And just for the record, and with a friendly grin at ya, a great many gay men are *quite* thoroughly well and truly macho .

ETA, wasn't for sure if you were kidding or not, so answered a bit more seriously. No chiding intended .


----------



## kayla_baxter

Fletcher has an undocked tail and I don't like it at all. It curls over his back and leaves an indent in his coat. That paired with his fine coat gets me constant "mini doodle" questions from people. 


Sent from my iPhone using Tapatalk


----------



## Countryboy

Mfmst said:


> I would like to ask our Canadian members if they see any trending towards undocked tails.


In a word, ya... Tonka's breeder has been docking for years. She just stopped within the last year. Other breeders are taking the same route. Docked if you want... but undocked is the new norm. 

When it comes to moving with public sentiment, I believe the CKC is a little more flexible than the AKC so it wouldn't surprise me that undocked tails are allowed in the ring. 

Don't know for sure tho... you'd have to ask one of them Fancies.


----------



## MiniPoo

Thanks, Streetcar, for the url.to the article. Very interesting. I was mostly joking about all my references to gay genderwise and gay happywise. Perhaps I owe an apology to.any gay members who I have referred to in an unflattering way. Just know I meant no offense..

I.think I will just say Dakota is a happy dog with a very happy tail.


----------



## Caddy

Are undocked tail NOT ALLOWED in the show ring, I thought they were allowed but unlikely to win?


----------



## MiniPoo

kayla_baxter said:


> Fletcher has an undocked tail and I don't like it at all. It curls over his back and leaves an indent in his coat. That paired with his fine coat gets me constant "mini doodle" questions from people.


Perhaps.we.should put our dogs in a conti cut. Poodles with fancy clips are usually not called a doodle. I doubt a curly tail.would matter. With a shaved rear there should be a gap between the tail and back.

I think I will consider it next spring.


----------



## Countryboy

I did a google search and it brought me right back here... to an old post of Arreau's. Looks like natural tails are fine in the CKC. 

http://www.poodleforum.com/27-showing/48794-undocked-tails-akc.html#post577210


----------



## Dechi

I don't like undocked tails in poddles. Maybe if they were straight I would, but most are not. I wish they were just born like that, but it's not the case, unfortunately.

We get so accustomed to looking at dogs with the traditional standard that when they change it to allow undocking, it just feels weird, as if it were another breed. At least to me. I would feel the same about dobermans or any other breed.
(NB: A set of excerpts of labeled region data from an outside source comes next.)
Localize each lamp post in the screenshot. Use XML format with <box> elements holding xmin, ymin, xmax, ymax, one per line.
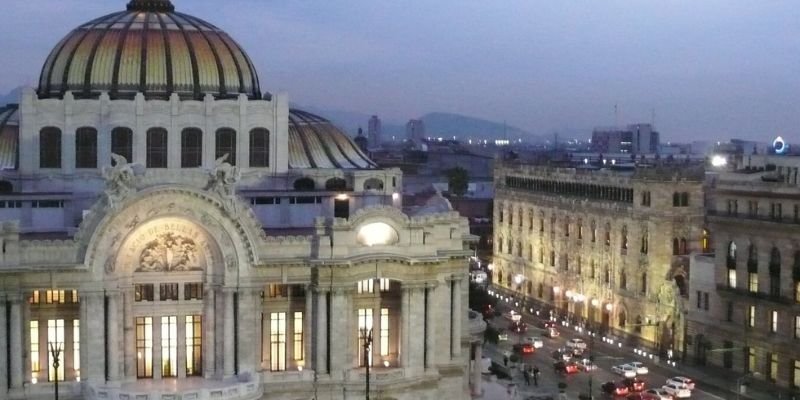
<box><xmin>359</xmin><ymin>327</ymin><xmax>372</xmax><ymax>400</ymax></box>
<box><xmin>50</xmin><ymin>342</ymin><xmax>63</xmax><ymax>400</ymax></box>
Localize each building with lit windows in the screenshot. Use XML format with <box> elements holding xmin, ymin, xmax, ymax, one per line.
<box><xmin>688</xmin><ymin>153</ymin><xmax>800</xmax><ymax>390</ymax></box>
<box><xmin>0</xmin><ymin>0</ymin><xmax>479</xmax><ymax>400</ymax></box>
<box><xmin>493</xmin><ymin>161</ymin><xmax>710</xmax><ymax>354</ymax></box>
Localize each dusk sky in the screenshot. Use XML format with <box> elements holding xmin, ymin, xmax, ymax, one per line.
<box><xmin>0</xmin><ymin>0</ymin><xmax>800</xmax><ymax>143</ymax></box>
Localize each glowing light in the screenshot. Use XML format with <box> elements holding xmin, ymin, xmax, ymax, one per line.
<box><xmin>356</xmin><ymin>222</ymin><xmax>399</xmax><ymax>246</ymax></box>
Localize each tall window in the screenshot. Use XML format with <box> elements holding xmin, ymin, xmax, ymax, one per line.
<box><xmin>111</xmin><ymin>127</ymin><xmax>133</xmax><ymax>162</ymax></box>
<box><xmin>29</xmin><ymin>321</ymin><xmax>42</xmax><ymax>372</ymax></box>
<box><xmin>136</xmin><ymin>317</ymin><xmax>153</xmax><ymax>378</ymax></box>
<box><xmin>186</xmin><ymin>315</ymin><xmax>203</xmax><ymax>376</ymax></box>
<box><xmin>357</xmin><ymin>308</ymin><xmax>373</xmax><ymax>367</ymax></box>
<box><xmin>181</xmin><ymin>128</ymin><xmax>203</xmax><ymax>168</ymax></box>
<box><xmin>146</xmin><ymin>128</ymin><xmax>168</xmax><ymax>168</ymax></box>
<box><xmin>39</xmin><ymin>127</ymin><xmax>61</xmax><ymax>168</ymax></box>
<box><xmin>75</xmin><ymin>127</ymin><xmax>97</xmax><ymax>168</ymax></box>
<box><xmin>250</xmin><ymin>128</ymin><xmax>269</xmax><ymax>168</ymax></box>
<box><xmin>214</xmin><ymin>128</ymin><xmax>236</xmax><ymax>165</ymax></box>
<box><xmin>47</xmin><ymin>319</ymin><xmax>64</xmax><ymax>382</ymax></box>
<box><xmin>161</xmin><ymin>316</ymin><xmax>178</xmax><ymax>378</ymax></box>
<box><xmin>292</xmin><ymin>311</ymin><xmax>303</xmax><ymax>361</ymax></box>
<box><xmin>269</xmin><ymin>313</ymin><xmax>286</xmax><ymax>371</ymax></box>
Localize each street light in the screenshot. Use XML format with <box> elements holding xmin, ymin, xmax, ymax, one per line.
<box><xmin>360</xmin><ymin>327</ymin><xmax>372</xmax><ymax>400</ymax></box>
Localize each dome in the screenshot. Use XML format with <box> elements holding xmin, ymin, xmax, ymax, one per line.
<box><xmin>289</xmin><ymin>109</ymin><xmax>378</xmax><ymax>169</ymax></box>
<box><xmin>38</xmin><ymin>0</ymin><xmax>261</xmax><ymax>99</ymax></box>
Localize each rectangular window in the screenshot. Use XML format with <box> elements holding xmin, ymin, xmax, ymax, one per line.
<box><xmin>158</xmin><ymin>283</ymin><xmax>178</xmax><ymax>301</ymax></box>
<box><xmin>47</xmin><ymin>319</ymin><xmax>64</xmax><ymax>382</ymax></box>
<box><xmin>269</xmin><ymin>313</ymin><xmax>286</xmax><ymax>371</ymax></box>
<box><xmin>380</xmin><ymin>308</ymin><xmax>389</xmax><ymax>356</ymax></box>
<box><xmin>30</xmin><ymin>321</ymin><xmax>42</xmax><ymax>372</ymax></box>
<box><xmin>292</xmin><ymin>311</ymin><xmax>303</xmax><ymax>361</ymax></box>
<box><xmin>136</xmin><ymin>317</ymin><xmax>153</xmax><ymax>378</ymax></box>
<box><xmin>161</xmin><ymin>316</ymin><xmax>178</xmax><ymax>378</ymax></box>
<box><xmin>186</xmin><ymin>315</ymin><xmax>203</xmax><ymax>376</ymax></box>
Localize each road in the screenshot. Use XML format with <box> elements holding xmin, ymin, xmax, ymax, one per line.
<box><xmin>485</xmin><ymin>300</ymin><xmax>727</xmax><ymax>400</ymax></box>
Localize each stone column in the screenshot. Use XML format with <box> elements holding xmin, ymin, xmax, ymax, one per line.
<box><xmin>222</xmin><ymin>288</ymin><xmax>236</xmax><ymax>377</ymax></box>
<box><xmin>203</xmin><ymin>285</ymin><xmax>216</xmax><ymax>379</ymax></box>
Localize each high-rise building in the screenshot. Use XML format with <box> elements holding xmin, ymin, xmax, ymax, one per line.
<box><xmin>367</xmin><ymin>115</ymin><xmax>383</xmax><ymax>147</ymax></box>
<box><xmin>406</xmin><ymin>119</ymin><xmax>425</xmax><ymax>143</ymax></box>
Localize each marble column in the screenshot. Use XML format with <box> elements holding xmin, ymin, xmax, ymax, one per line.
<box><xmin>203</xmin><ymin>285</ymin><xmax>216</xmax><ymax>379</ymax></box>
<box><xmin>9</xmin><ymin>294</ymin><xmax>24</xmax><ymax>390</ymax></box>
<box><xmin>222</xmin><ymin>289</ymin><xmax>236</xmax><ymax>377</ymax></box>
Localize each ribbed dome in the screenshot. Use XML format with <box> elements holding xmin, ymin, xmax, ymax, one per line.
<box><xmin>38</xmin><ymin>0</ymin><xmax>261</xmax><ymax>99</ymax></box>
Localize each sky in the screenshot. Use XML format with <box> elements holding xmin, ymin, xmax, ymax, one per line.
<box><xmin>0</xmin><ymin>0</ymin><xmax>800</xmax><ymax>143</ymax></box>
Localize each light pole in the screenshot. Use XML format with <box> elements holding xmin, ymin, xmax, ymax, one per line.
<box><xmin>50</xmin><ymin>342</ymin><xmax>63</xmax><ymax>400</ymax></box>
<box><xmin>359</xmin><ymin>327</ymin><xmax>372</xmax><ymax>400</ymax></box>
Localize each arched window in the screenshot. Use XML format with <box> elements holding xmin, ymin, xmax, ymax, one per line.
<box><xmin>214</xmin><ymin>128</ymin><xmax>236</xmax><ymax>165</ymax></box>
<box><xmin>75</xmin><ymin>127</ymin><xmax>97</xmax><ymax>168</ymax></box>
<box><xmin>39</xmin><ymin>126</ymin><xmax>61</xmax><ymax>168</ymax></box>
<box><xmin>250</xmin><ymin>128</ymin><xmax>269</xmax><ymax>168</ymax></box>
<box><xmin>181</xmin><ymin>128</ymin><xmax>203</xmax><ymax>168</ymax></box>
<box><xmin>145</xmin><ymin>128</ymin><xmax>167</xmax><ymax>168</ymax></box>
<box><xmin>769</xmin><ymin>247</ymin><xmax>781</xmax><ymax>297</ymax></box>
<box><xmin>111</xmin><ymin>126</ymin><xmax>133</xmax><ymax>163</ymax></box>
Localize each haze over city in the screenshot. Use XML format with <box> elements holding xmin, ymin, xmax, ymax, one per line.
<box><xmin>0</xmin><ymin>0</ymin><xmax>800</xmax><ymax>142</ymax></box>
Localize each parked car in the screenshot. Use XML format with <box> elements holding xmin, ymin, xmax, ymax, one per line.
<box><xmin>667</xmin><ymin>376</ymin><xmax>694</xmax><ymax>390</ymax></box>
<box><xmin>622</xmin><ymin>378</ymin><xmax>646</xmax><ymax>392</ymax></box>
<box><xmin>661</xmin><ymin>383</ymin><xmax>692</xmax><ymax>399</ymax></box>
<box><xmin>611</xmin><ymin>364</ymin><xmax>636</xmax><ymax>378</ymax></box>
<box><xmin>600</xmin><ymin>382</ymin><xmax>628</xmax><ymax>396</ymax></box>
<box><xmin>628</xmin><ymin>361</ymin><xmax>650</xmax><ymax>375</ymax></box>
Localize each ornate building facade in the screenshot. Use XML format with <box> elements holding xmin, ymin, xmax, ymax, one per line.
<box><xmin>493</xmin><ymin>162</ymin><xmax>709</xmax><ymax>353</ymax></box>
<box><xmin>0</xmin><ymin>0</ymin><xmax>480</xmax><ymax>399</ymax></box>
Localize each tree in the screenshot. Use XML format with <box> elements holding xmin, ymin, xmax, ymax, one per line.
<box><xmin>444</xmin><ymin>167</ymin><xmax>469</xmax><ymax>196</ymax></box>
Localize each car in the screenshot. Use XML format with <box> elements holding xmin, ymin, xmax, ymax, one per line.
<box><xmin>661</xmin><ymin>383</ymin><xmax>692</xmax><ymax>399</ymax></box>
<box><xmin>566</xmin><ymin>338</ymin><xmax>586</xmax><ymax>350</ymax></box>
<box><xmin>667</xmin><ymin>376</ymin><xmax>694</xmax><ymax>390</ymax></box>
<box><xmin>611</xmin><ymin>364</ymin><xmax>636</xmax><ymax>378</ymax></box>
<box><xmin>642</xmin><ymin>389</ymin><xmax>673</xmax><ymax>400</ymax></box>
<box><xmin>576</xmin><ymin>358</ymin><xmax>597</xmax><ymax>372</ymax></box>
<box><xmin>600</xmin><ymin>382</ymin><xmax>628</xmax><ymax>396</ymax></box>
<box><xmin>513</xmin><ymin>343</ymin><xmax>535</xmax><ymax>356</ymax></box>
<box><xmin>628</xmin><ymin>361</ymin><xmax>650</xmax><ymax>375</ymax></box>
<box><xmin>622</xmin><ymin>378</ymin><xmax>646</xmax><ymax>392</ymax></box>
<box><xmin>525</xmin><ymin>336</ymin><xmax>544</xmax><ymax>349</ymax></box>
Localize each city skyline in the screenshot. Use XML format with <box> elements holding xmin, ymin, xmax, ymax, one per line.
<box><xmin>0</xmin><ymin>0</ymin><xmax>800</xmax><ymax>142</ymax></box>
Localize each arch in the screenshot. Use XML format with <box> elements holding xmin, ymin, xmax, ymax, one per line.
<box><xmin>214</xmin><ymin>128</ymin><xmax>236</xmax><ymax>165</ymax></box>
<box><xmin>364</xmin><ymin>178</ymin><xmax>383</xmax><ymax>190</ymax></box>
<box><xmin>145</xmin><ymin>127</ymin><xmax>169</xmax><ymax>168</ymax></box>
<box><xmin>75</xmin><ymin>126</ymin><xmax>97</xmax><ymax>168</ymax></box>
<box><xmin>181</xmin><ymin>128</ymin><xmax>203</xmax><ymax>168</ymax></box>
<box><xmin>325</xmin><ymin>178</ymin><xmax>347</xmax><ymax>192</ymax></box>
<box><xmin>39</xmin><ymin>126</ymin><xmax>61</xmax><ymax>168</ymax></box>
<box><xmin>250</xmin><ymin>128</ymin><xmax>269</xmax><ymax>168</ymax></box>
<box><xmin>292</xmin><ymin>176</ymin><xmax>317</xmax><ymax>192</ymax></box>
<box><xmin>111</xmin><ymin>126</ymin><xmax>133</xmax><ymax>163</ymax></box>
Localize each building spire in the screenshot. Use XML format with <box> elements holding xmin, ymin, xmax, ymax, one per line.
<box><xmin>128</xmin><ymin>0</ymin><xmax>175</xmax><ymax>12</ymax></box>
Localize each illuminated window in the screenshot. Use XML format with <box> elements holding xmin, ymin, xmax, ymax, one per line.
<box><xmin>186</xmin><ymin>315</ymin><xmax>203</xmax><ymax>376</ymax></box>
<box><xmin>161</xmin><ymin>316</ymin><xmax>178</xmax><ymax>378</ymax></box>
<box><xmin>30</xmin><ymin>321</ymin><xmax>42</xmax><ymax>372</ymax></box>
<box><xmin>292</xmin><ymin>311</ymin><xmax>303</xmax><ymax>361</ymax></box>
<box><xmin>381</xmin><ymin>308</ymin><xmax>389</xmax><ymax>356</ymax></box>
<box><xmin>47</xmin><ymin>319</ymin><xmax>64</xmax><ymax>382</ymax></box>
<box><xmin>269</xmin><ymin>313</ymin><xmax>286</xmax><ymax>371</ymax></box>
<box><xmin>136</xmin><ymin>317</ymin><xmax>153</xmax><ymax>378</ymax></box>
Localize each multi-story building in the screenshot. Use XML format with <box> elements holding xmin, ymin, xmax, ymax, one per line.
<box><xmin>0</xmin><ymin>0</ymin><xmax>480</xmax><ymax>400</ymax></box>
<box><xmin>688</xmin><ymin>154</ymin><xmax>800</xmax><ymax>389</ymax></box>
<box><xmin>493</xmin><ymin>162</ymin><xmax>705</xmax><ymax>353</ymax></box>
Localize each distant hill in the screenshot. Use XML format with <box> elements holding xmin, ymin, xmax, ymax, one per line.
<box><xmin>421</xmin><ymin>112</ymin><xmax>541</xmax><ymax>142</ymax></box>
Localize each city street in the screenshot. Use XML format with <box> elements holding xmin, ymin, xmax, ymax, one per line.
<box><xmin>484</xmin><ymin>292</ymin><xmax>729</xmax><ymax>399</ymax></box>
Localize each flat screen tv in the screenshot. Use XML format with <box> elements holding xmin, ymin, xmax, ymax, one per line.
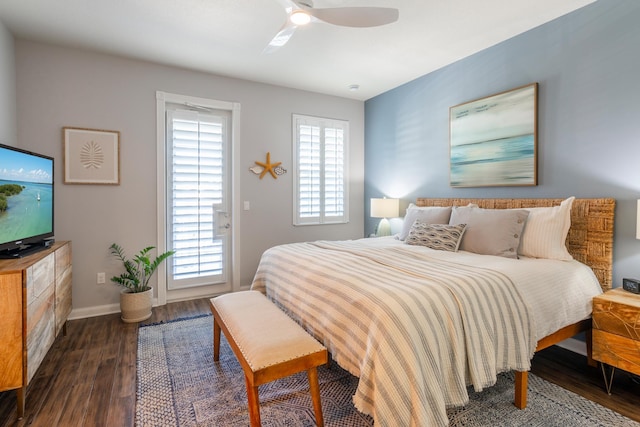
<box><xmin>0</xmin><ymin>144</ymin><xmax>54</xmax><ymax>258</ymax></box>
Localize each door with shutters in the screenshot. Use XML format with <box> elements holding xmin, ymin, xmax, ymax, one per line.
<box><xmin>166</xmin><ymin>104</ymin><xmax>233</xmax><ymax>290</ymax></box>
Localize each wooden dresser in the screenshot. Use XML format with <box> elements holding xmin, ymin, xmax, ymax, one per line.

Although with dobes, I've seen so many beautiful dogs with the natural ears that they now appeal to me. But not the long tails...


----------



## JudyD

I feel like the Wicked Witch of the West admitting this, but I very much prefer the look of a docked tail. An undocked tail would be a deal-breaker for me.


----------



## MiniPoo

Most people like docked tails. For those of you who do, it will be a long time, if ever, in the US before undocked tails on poodles is the norm. So you should have nothing to worry about.


----------



## Streetcar

MiniPoo, I figured so . I seriously doubt you offended, though not being LGBT, maybe I shouldn't speak up. But you reminded me of a very dear former and late dance partner, so I piped up....


----------



## Naira

Delete


----------



## Caddy

I don't think it will be "a long time, or maybe ever" until North America joins the rest of the world regarding docking of tails and ears. Think about what you are saying when you prefer a docked tail, you are saying you don't like the poodle as it was born, but as YOU THINK it should have been created and look. I don't exactly love every part of my body, but I don't suction some parts and enhance others, and it's not anyone else's place to judge what I was born with or change. Dogs can't speak for themselves but I'm thinking a puppy was never born that thought, "cut off my tail cause people will like me better".


----------



## Dechi

It's not as WE THINK THEY SHOULD LOOK, but rather as IT WAS IMPOSED on us.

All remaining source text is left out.